The first couple of weeks at CBS 2 have often been spent logging games or logging tapes that need to be described in the online database. Typical intern stuff - nothing entertaining, nothing difficult... mostly something that needs to be done. (And that nobody else wants to do).

So in trying to evaluate my own future in this business, I tend to multi-task on the job, which is equivalent to me saying that sometimes I procrastinate from tasks on the job so that I don't feel as if I'm wasting my time for 8 Emerson credits of education.

The other day, for instance, I joined TVjobs.com, which is a database of what one would assume it should be. The website, which asks for $50 of my former hard-earned-dollars and current savings, was enlightening in many ways.

The most intriguing part of my membership to the website, and ensuing job search was that I think I actually can get a job pretty quickly after school, if I take the right steps. It is probably possible for me to get an on-camera sports job... in the "middle-of-nowhere" Minnesota. So if I move 2,000 miles away from family and friends in New England, and I want to sacrifice any normalcy in my surroundings, and I only want to make $16,000 a year for two years in the middle of the country... the job is probably mine... if I can make the cut.

I went through a lot of self-evaluating this week. And a lot of internal questions.

Q. If I only make 16,000 dollars a year... is this really what I want to do with my life?

A. Yes.


Q. Come on, think that one through again. $16,000 is less than $1,400/month. Less than that after taxes. So I can do what I truly want to do with my life... for $350/week?

A. Yes?


To many extents, my career goals can't be about money and I knew that coming in to this situation. But at some point, I have to think about financing... and therein lies the problem.

Of course, it's best to be thinking about these questions now, I know. I'm three months before an actual career decision. And, as I well know, grad school looms for those unsure about entering the real world immediately. If nothing else, there's always that. The interesting thing through all of this is that what I value most has nothing to do with money or location or any of the aformentioned things. What matters most to me, I'm reaffirming, is family.

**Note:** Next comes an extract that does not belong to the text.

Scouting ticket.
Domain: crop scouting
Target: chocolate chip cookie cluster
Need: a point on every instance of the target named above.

Being 3,000 miles away from everybody here in L.A. kind of puts that in perspective... My eldest sister is about to have a baby boy. The rest of all my family live in New England. My girlfriend's family all live in New England as well.

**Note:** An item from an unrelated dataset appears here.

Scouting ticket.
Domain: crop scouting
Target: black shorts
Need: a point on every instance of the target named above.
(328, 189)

So, my concerns about the internship have moved beyond my tasks here specifically. I mean, I can't complain. I'm making friends, I'm slowly making contacts, and I think my tasks will gradually improve as the days move on. The real stress now comes from the decision after the internship... and after graduation... "where do I go from here?"

A common question for most college grads, I know... but one that I hadn't spent any time reflecting on. I remember upon graduating from high school, we talked about the real world... and that was an illusion. Bartending for easy cash, spending time with friends in a beautiful suite in downtown Boston, meeting the love of your life in the process... that was fun, but it wasn't the real world. The real world looms large starting in December. My time in California will be through, my internship finished, my undergraduate college career over. Time to find a job, time to move forward.

Welcome to the real world, Sports Intern.